Yorkshire's Independent Restaurant Guide

Modern Cooking for Private Families

‘To the young housekeepers of England’ is the dedication in a new cookery  book out this month. It’s a mighty 630 page  tome dedicated to English cooking addressed  not to celebrity chefs but to home cooks looking to provide family meals and for entertaining. Across 34 chapters it covers everything from soups and sauces, from eggs to entremets.

The book is Modern Cookery for Private Families, a brand new edition of the 1845 classic written by Eliza Acton, and published by Quadrille, part of a series of reprinted cookery classics to be published throughout the year called Classic Voices in Food. Others in the series are Madame Prunier’s Fish Cookery Book and Marcel Boulestin’s Simple French Cooking for English Homes.

The Series Editor, is the estimable Jill Norman, food writer, editor and literary trusteee of the Elizabeth David estate. She relates that when Modern Cookery was first published it was an ‘immediate and lasting success’ but also ruthlessly plagiarised: ‘Mrs Beeton, who published her Book of Household Management in 1861, two years after Eliza’s death, was to be one of the worst offenders’.
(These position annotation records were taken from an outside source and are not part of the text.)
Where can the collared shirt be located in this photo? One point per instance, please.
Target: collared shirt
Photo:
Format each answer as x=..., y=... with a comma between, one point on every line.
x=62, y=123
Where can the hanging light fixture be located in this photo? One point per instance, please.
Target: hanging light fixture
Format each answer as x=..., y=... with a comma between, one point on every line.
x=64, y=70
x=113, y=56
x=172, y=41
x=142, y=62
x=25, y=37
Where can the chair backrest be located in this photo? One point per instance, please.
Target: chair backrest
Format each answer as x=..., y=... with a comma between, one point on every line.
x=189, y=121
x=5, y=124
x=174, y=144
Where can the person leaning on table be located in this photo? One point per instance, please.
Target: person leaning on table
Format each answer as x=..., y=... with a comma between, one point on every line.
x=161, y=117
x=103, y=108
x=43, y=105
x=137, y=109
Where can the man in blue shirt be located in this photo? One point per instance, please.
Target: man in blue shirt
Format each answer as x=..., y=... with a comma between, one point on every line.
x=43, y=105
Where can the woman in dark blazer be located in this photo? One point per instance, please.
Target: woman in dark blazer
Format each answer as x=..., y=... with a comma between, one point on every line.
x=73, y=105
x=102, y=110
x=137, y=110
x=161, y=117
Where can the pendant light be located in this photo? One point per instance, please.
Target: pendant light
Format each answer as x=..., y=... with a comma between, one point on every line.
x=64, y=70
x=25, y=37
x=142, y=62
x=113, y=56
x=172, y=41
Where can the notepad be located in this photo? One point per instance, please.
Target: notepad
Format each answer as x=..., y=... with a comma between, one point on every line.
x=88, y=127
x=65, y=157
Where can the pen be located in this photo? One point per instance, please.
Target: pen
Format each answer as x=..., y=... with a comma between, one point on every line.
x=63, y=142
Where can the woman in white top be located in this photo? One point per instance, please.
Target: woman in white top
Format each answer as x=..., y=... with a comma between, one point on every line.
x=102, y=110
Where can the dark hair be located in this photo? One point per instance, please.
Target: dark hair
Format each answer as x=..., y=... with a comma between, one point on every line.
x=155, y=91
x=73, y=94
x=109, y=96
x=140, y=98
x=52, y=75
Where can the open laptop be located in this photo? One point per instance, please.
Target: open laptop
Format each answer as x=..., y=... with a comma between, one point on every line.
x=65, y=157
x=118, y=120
This densely packed book is a real work of scholarship that gives a fascinating peep into the kitchens of Victorian England when Water Souchy was cooked ‘at the regular fish dinners for which Greenwich is celebrated’. There are recipes for calf’s head brawn, boiled swans eggs and roast pintail. She describes compotes of forgotten fruits like bullaces, Siberian crabs, green Mogul plums and Norfolk biffins. But the book is not just a collection of long lost ingredients,  the majority of recipes are very recognisable today. Indeed Jill Norman says that she uses Acton’s recipe for Superlative Red Currant Jelly, her Ingoldsby Christmas Pudding and a Good Sponge Cake.

Yorkshire Pudding is there of course with a rich recipe that calls for six eggs, six heaped tablespoons of flour, a pint of milk and a teaspoon of salt with a method that is perfectly usable. Get the tin very hot on the fire, whisk and strain the eggs, gradually mix them into the flour, ‘then pour in by degrees as much new milk as will reduce the batter to the consistence of rather thin cream … beat the batter briskly and lightly the instant before it is poured into the pan’.  She tells us that ‘in Yorkshire it is made much thinner than in the south’ adding that ‘currents there are sometimes added to it’.

Her only other Yorkshire recipe is for a Yorkshire Ploughman’s salad, an odd concoction  mixing treacle, vinegar and shredded lettuce. I don’t know what the ploughmen were up to but that sounds pretty disgusting to me.